Despite the slump, long-term upside potential persists for diversified portfolios worldwide. Proponents argue that Bitcoin’s scarcity, network effects, and increasing corporate treasury adoption (e.g., large holders like Strategy continuing buys) position it for recovery in future cycles. Historical patterns show BTC has rebounded strongly from similar drawdowns, often entering new bull phases after prolonged consolidation. Institutional inflows, potential regulatory clarity, and macro shifts (such as easing monetary policy) could catalyze rebounds toward higher levels.

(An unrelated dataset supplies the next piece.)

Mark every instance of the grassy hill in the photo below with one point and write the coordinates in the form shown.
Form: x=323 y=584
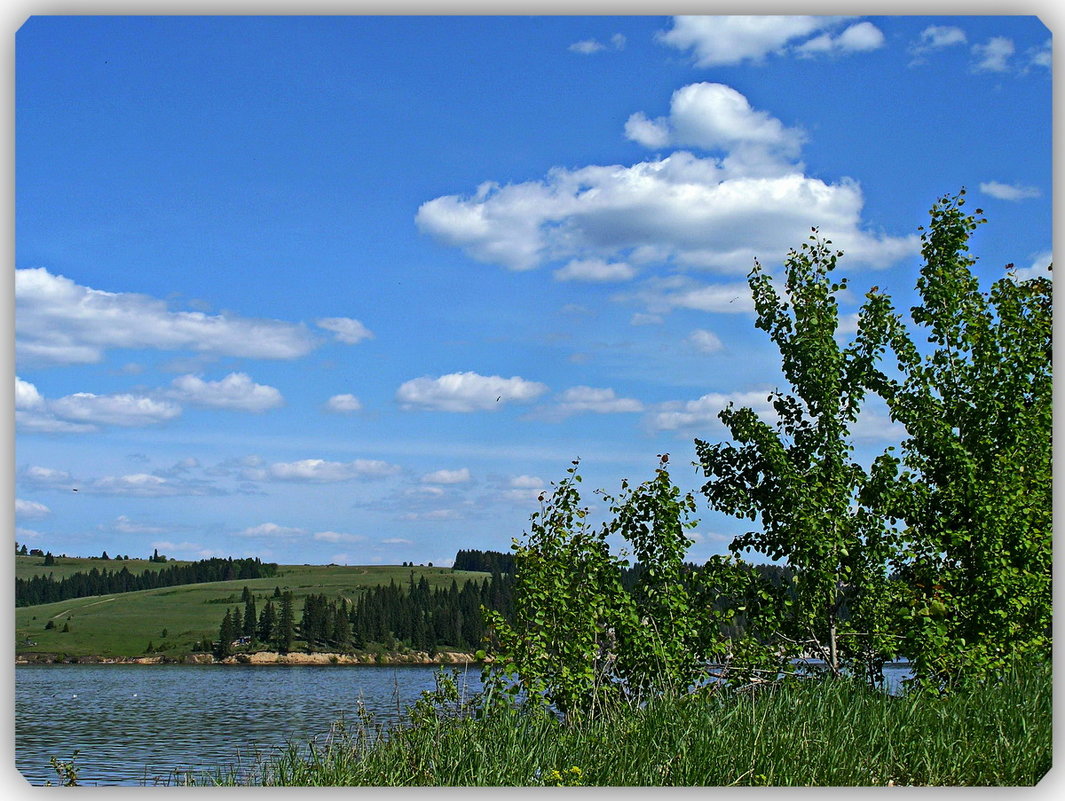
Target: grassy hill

For now, the 44% correction serves as a reminder of crypto’s volatility and its sensitivity to global capital flows. Traders monitor key technical levels—support near $65,000 and resistance around $72,000–$74,000—while watching macro catalysts like upcoming economic data and policy signals.

Cryptocurrency markets remain highly dynamic—prices fluctuate rapidly. Always verify live data from sources like CoinMarketCap, CoinGecko, Yahoo Finance, or major exchanges before making decisions. This environment highlights the importance of risk management and viewing Bitcoin as part of a broader, diversified strategy rather than a standalone hedge.